SlashMeterReplenishFraction exists on the provider as the portion (in range [0, 1]) of total voting power that is replenished to the slash meter when a replenishment occurs.

This param also serves as a maximum fraction of total voting power that the slash meter can hold. The param is set/persisted as a string, and converted to a sdk.Dec when used.

MaxThrottledPackets

MaxThrottledPackets exists on the provider as the maximum amount of throttled slash or vsc matured packets that can be queued from a single consumer before the provider chain halts, it should be set to a large value.

This param would allow provider binaries to panic deterministically in the event that packet throttling results in a large amount of state-bloat. In such a scenario, packet throttling could prevent a violation of safety caused by a malicious consumer, at the cost of provider liveness.

info

MaxThrottledPackets was deprecated in ICS versions >= v3.2.0 due to the implementation of ADR-008.

RetryDelayPeriod

RetryDelayPeriod exists on the consumer for ICS versions >= v3.2.0 (introduced by the implementation of ADR-008) and is the period at which the consumer retries to send a SlashPacket that was rejected by the provider.

Epoch Parameters

BlocksPerEpoch

BlocksPerEpoch exists on the provider for ICS versions >= 3.3.0 (introduced by the implementation of ADR-014) and corresponds to the number of blocks that constitute an epoch. This param is set to 600 by default.
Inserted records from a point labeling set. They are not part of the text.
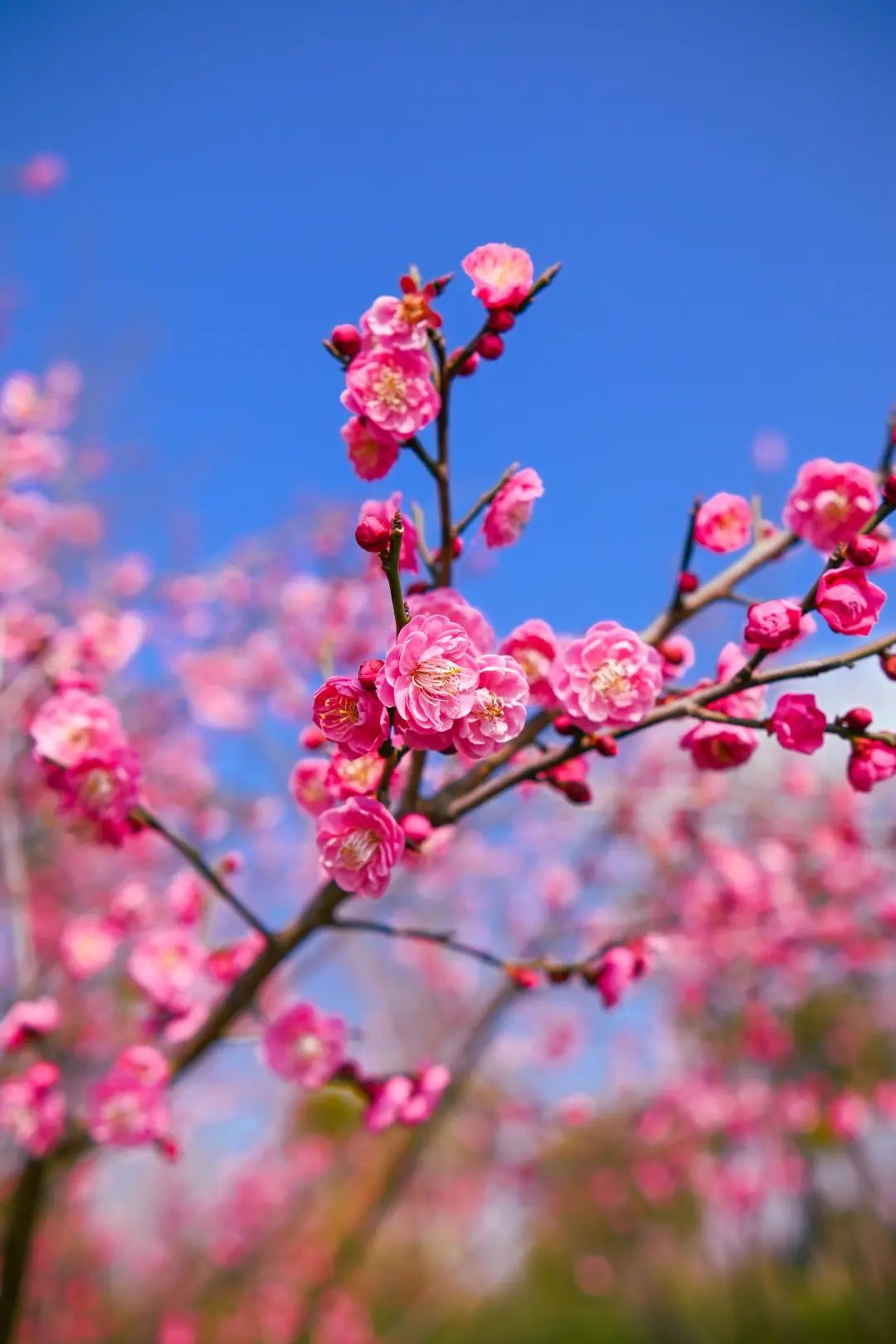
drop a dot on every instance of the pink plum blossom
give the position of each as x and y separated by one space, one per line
850 601
499 707
511 509
394 390
351 715
798 723
370 450
359 845
772 626
32 1108
305 1046
535 647
27 1020
430 674
607 678
501 275
723 523
830 502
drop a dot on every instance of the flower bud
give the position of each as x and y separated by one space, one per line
416 827
312 738
863 552
371 533
501 320
367 672
489 346
345 339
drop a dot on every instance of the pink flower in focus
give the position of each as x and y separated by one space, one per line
501 275
535 647
871 762
304 1046
723 523
27 1020
165 965
718 746
499 707
430 674
798 723
772 626
73 724
384 511
359 845
609 676
830 502
850 601
308 786
351 715
392 388
32 1108
370 450
445 601
511 509
392 324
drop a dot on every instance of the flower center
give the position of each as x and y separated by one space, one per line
613 679
437 676
358 849
391 388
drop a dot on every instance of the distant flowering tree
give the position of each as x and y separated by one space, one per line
412 717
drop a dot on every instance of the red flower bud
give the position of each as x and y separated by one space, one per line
501 320
489 346
367 672
863 550
345 339
371 533
416 827
312 738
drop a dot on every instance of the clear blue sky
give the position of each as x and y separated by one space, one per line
718 178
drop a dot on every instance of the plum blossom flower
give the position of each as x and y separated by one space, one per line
305 1046
609 676
32 1108
535 647
871 762
798 723
384 513
772 626
723 523
501 275
392 323
830 502
511 509
359 845
165 965
27 1020
850 601
430 674
499 707
392 388
446 601
370 450
351 715
719 746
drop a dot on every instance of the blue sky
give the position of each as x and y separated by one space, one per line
718 179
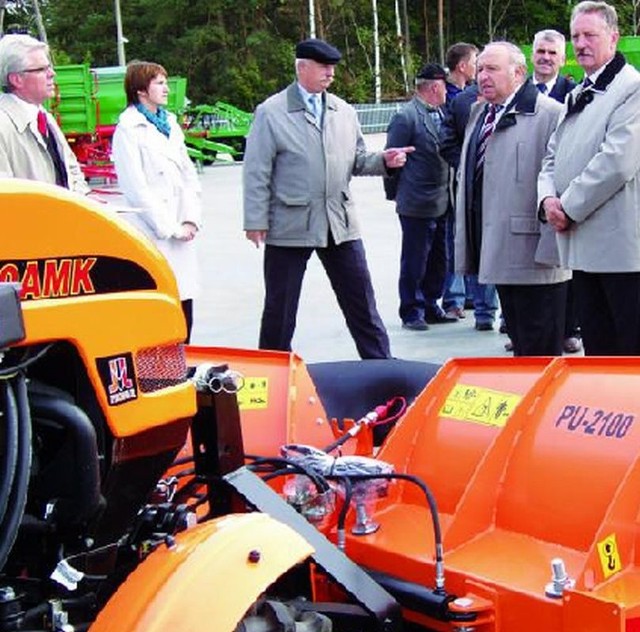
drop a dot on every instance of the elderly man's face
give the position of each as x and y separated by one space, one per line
34 81
594 43
548 57
314 76
498 78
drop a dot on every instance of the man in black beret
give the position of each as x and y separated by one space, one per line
304 146
420 191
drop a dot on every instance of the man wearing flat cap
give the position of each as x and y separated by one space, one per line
304 146
420 191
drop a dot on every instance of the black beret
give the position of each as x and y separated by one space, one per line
319 51
432 71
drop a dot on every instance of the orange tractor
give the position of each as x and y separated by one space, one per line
145 486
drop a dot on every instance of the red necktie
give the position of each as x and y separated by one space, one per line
42 124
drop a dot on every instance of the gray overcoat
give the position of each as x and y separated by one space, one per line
516 248
593 166
296 177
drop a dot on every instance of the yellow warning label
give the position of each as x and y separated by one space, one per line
254 394
609 556
479 405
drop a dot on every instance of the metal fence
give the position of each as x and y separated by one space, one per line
375 117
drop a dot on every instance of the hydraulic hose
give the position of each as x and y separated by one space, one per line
10 458
17 387
433 508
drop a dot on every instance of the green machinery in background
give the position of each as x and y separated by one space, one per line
88 102
628 45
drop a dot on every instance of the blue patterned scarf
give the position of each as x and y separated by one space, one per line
158 119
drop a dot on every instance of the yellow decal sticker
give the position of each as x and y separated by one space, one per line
479 405
609 556
254 394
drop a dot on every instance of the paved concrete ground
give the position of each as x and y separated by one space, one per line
228 312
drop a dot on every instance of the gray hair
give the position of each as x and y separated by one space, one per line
606 12
549 35
14 49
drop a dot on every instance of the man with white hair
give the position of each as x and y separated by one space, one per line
498 234
589 186
32 146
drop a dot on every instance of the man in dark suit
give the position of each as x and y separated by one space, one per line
421 197
548 56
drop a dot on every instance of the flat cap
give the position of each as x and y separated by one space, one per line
432 71
318 50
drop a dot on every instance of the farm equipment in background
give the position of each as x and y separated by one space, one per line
145 486
221 126
88 102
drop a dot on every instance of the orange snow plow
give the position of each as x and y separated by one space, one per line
145 486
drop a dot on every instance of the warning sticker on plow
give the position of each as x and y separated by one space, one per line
254 394
479 405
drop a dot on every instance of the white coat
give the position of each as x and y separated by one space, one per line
158 180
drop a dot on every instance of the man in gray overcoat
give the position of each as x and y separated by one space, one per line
589 187
498 234
304 146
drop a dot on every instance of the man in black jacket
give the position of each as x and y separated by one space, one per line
548 56
420 193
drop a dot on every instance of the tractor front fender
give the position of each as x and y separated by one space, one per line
207 579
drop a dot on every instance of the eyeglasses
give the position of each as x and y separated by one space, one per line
46 68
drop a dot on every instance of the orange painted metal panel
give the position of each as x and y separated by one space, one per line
207 580
289 410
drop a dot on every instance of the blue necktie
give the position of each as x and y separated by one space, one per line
315 108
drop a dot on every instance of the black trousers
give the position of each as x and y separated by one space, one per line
609 311
346 267
534 315
187 310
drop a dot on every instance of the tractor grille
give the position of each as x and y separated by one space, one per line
161 367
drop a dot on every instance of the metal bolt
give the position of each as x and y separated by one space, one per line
254 556
560 581
7 593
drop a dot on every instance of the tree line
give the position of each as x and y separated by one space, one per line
240 51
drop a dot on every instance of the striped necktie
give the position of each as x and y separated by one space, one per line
485 132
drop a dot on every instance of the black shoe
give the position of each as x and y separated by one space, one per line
415 325
441 318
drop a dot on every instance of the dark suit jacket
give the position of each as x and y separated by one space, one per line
421 185
455 121
562 88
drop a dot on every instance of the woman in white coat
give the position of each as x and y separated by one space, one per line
157 177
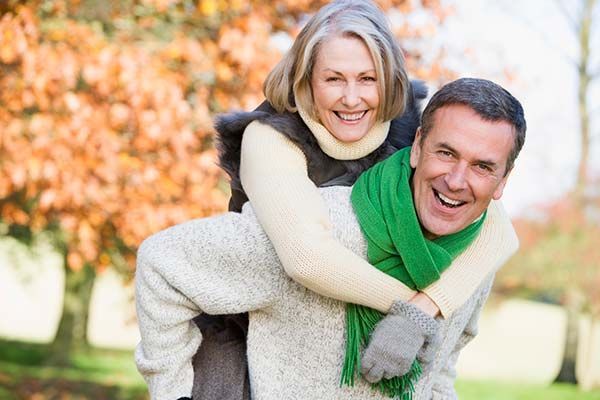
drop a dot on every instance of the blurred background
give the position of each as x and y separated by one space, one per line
106 134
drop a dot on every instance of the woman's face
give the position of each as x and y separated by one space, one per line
345 88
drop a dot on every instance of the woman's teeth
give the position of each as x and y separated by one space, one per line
350 116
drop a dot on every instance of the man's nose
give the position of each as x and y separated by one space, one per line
351 96
456 178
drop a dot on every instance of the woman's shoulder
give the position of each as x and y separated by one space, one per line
404 127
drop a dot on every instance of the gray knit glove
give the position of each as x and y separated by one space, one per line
395 342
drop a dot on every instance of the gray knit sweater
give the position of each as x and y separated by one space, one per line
296 338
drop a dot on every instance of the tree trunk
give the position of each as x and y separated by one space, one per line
567 368
573 303
584 79
71 333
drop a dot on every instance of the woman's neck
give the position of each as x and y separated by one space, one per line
339 150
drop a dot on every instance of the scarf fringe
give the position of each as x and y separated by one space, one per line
363 321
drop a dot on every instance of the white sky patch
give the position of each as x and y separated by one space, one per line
531 40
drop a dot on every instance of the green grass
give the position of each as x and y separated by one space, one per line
477 390
92 374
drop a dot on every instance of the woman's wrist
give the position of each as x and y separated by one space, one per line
425 304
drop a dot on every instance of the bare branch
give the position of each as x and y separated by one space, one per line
571 20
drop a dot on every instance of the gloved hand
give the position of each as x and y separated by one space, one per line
396 340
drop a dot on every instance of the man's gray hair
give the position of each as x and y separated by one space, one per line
489 100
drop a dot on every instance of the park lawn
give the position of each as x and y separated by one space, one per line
493 390
92 374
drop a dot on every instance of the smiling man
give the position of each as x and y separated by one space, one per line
416 211
462 160
470 135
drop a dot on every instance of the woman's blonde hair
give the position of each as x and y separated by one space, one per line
290 81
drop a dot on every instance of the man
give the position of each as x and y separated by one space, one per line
471 132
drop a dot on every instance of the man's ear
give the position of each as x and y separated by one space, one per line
415 150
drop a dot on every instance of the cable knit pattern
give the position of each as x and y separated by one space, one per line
291 211
339 150
296 344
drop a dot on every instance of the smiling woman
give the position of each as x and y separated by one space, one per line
336 104
345 89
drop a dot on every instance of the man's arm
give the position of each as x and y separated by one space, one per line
443 384
216 265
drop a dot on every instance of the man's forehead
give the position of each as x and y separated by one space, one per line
459 128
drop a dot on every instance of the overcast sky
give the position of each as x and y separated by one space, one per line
532 40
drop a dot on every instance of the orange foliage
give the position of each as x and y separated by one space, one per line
109 135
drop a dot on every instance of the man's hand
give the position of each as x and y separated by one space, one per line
395 342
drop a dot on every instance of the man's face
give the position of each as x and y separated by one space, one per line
459 168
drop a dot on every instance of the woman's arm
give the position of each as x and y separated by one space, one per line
274 175
288 205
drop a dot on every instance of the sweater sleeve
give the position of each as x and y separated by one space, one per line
443 385
288 205
494 245
218 265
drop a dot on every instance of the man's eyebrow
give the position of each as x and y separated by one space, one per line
490 163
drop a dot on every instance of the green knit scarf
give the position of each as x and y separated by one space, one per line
383 203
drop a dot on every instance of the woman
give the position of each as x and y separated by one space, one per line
332 103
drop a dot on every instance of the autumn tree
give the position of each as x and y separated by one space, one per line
106 116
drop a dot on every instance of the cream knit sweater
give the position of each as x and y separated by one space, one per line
296 338
290 209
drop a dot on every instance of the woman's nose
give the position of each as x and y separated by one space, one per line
351 96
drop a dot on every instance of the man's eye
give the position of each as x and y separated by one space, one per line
484 168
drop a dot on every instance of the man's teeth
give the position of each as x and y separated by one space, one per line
351 117
449 201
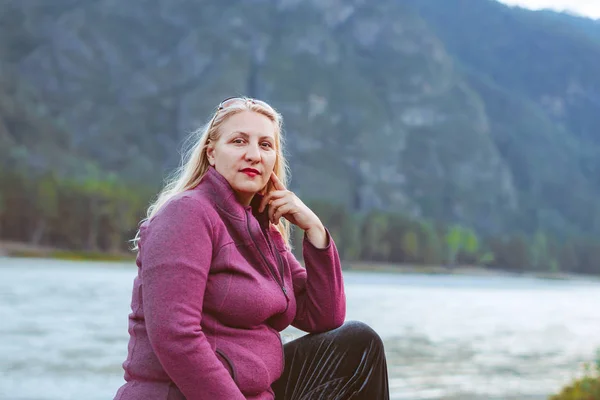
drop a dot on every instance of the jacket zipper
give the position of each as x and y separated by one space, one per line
269 266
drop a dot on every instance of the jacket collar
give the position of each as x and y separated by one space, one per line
224 198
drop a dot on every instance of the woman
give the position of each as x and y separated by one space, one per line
217 282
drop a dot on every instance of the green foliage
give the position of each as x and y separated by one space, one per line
585 388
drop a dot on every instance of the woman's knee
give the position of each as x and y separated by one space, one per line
357 332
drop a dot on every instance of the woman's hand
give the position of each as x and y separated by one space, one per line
284 203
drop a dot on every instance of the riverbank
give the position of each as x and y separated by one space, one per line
17 249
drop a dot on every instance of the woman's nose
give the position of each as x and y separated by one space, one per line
253 152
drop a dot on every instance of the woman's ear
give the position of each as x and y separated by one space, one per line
210 154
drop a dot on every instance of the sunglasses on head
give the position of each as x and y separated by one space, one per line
236 99
230 101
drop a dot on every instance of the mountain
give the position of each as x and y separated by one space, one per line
458 110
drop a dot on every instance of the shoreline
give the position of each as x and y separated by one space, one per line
25 250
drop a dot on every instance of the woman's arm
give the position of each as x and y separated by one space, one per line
176 251
319 289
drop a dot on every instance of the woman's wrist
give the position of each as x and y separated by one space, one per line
317 236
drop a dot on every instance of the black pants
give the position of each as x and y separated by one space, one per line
345 363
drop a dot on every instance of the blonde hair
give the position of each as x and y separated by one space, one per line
194 161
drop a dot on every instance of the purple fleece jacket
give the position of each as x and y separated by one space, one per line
215 286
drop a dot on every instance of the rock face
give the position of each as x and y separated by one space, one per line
377 113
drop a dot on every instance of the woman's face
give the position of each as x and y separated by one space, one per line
245 153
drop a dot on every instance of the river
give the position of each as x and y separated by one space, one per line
63 333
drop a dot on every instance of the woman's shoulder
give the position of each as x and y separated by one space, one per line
190 205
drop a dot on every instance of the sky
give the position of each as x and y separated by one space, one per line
587 8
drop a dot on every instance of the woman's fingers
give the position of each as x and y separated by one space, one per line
276 182
281 211
274 205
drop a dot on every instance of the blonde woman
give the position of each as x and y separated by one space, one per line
217 282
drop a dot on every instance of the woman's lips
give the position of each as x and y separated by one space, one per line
250 172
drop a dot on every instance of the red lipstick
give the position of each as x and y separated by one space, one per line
251 172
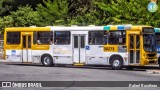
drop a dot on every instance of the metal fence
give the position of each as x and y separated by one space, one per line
1 48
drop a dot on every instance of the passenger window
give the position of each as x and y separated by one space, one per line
43 37
13 38
117 37
62 37
96 38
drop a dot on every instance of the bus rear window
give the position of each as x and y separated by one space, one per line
61 37
13 38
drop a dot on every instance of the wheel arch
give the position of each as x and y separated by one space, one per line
115 55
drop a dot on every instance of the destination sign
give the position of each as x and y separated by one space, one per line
148 30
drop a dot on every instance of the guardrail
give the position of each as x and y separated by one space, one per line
1 48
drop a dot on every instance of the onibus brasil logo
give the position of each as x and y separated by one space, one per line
152 7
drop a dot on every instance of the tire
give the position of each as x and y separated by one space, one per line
116 63
47 60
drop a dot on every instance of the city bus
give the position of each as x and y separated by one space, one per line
117 46
157 33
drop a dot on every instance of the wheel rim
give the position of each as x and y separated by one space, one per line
46 60
116 63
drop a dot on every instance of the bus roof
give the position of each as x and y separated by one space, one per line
73 28
157 30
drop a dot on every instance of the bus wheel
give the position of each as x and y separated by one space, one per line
129 67
47 60
116 63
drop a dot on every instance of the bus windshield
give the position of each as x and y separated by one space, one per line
149 42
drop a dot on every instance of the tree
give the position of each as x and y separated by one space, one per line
53 12
130 11
5 7
84 12
23 17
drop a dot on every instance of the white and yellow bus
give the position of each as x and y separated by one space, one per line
157 33
115 45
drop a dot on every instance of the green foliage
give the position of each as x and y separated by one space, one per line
53 12
130 11
23 17
7 21
5 7
77 12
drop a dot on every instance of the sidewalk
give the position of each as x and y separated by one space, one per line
3 60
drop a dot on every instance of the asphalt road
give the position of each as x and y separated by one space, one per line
25 72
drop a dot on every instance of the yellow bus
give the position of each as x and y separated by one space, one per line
157 33
114 45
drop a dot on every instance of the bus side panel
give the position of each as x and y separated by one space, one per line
14 55
95 55
62 54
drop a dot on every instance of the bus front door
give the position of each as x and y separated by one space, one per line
79 48
134 49
26 48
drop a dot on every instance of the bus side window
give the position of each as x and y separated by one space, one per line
117 37
34 37
62 37
13 38
96 37
43 37
50 39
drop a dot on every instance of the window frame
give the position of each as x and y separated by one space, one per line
123 37
13 37
89 38
61 37
157 39
35 37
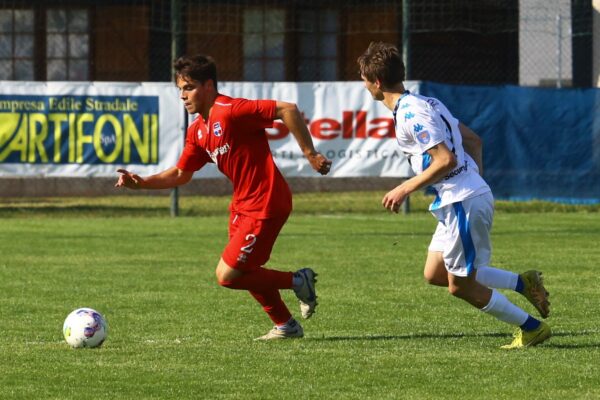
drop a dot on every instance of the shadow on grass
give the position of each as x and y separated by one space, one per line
418 336
407 337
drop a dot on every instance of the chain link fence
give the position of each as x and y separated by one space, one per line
526 42
472 42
Assuming we need 6 seconds to commit a block, the duration of an epoch corresponds to 1 hour. This means that a VSCPacket would be sent to a consumer chain once at the end of every epoch, so once every 600 blocks. This parameter can be adjusted via a governance proposal, however careful consideration is needed so that BlocksPerEpoch is not too large. A large BlocksPerEpoch could lead to a delay of VSCPackets and hence potentially lead to unbonding pausing. For setting BlocksPerEpoch, we also need to consider potential slow chain upgrades that could delay the sending of a VSCPacket, as well as potential increases in the time it takes to commit a block (e.g., from 6 seconds to 30 seconds).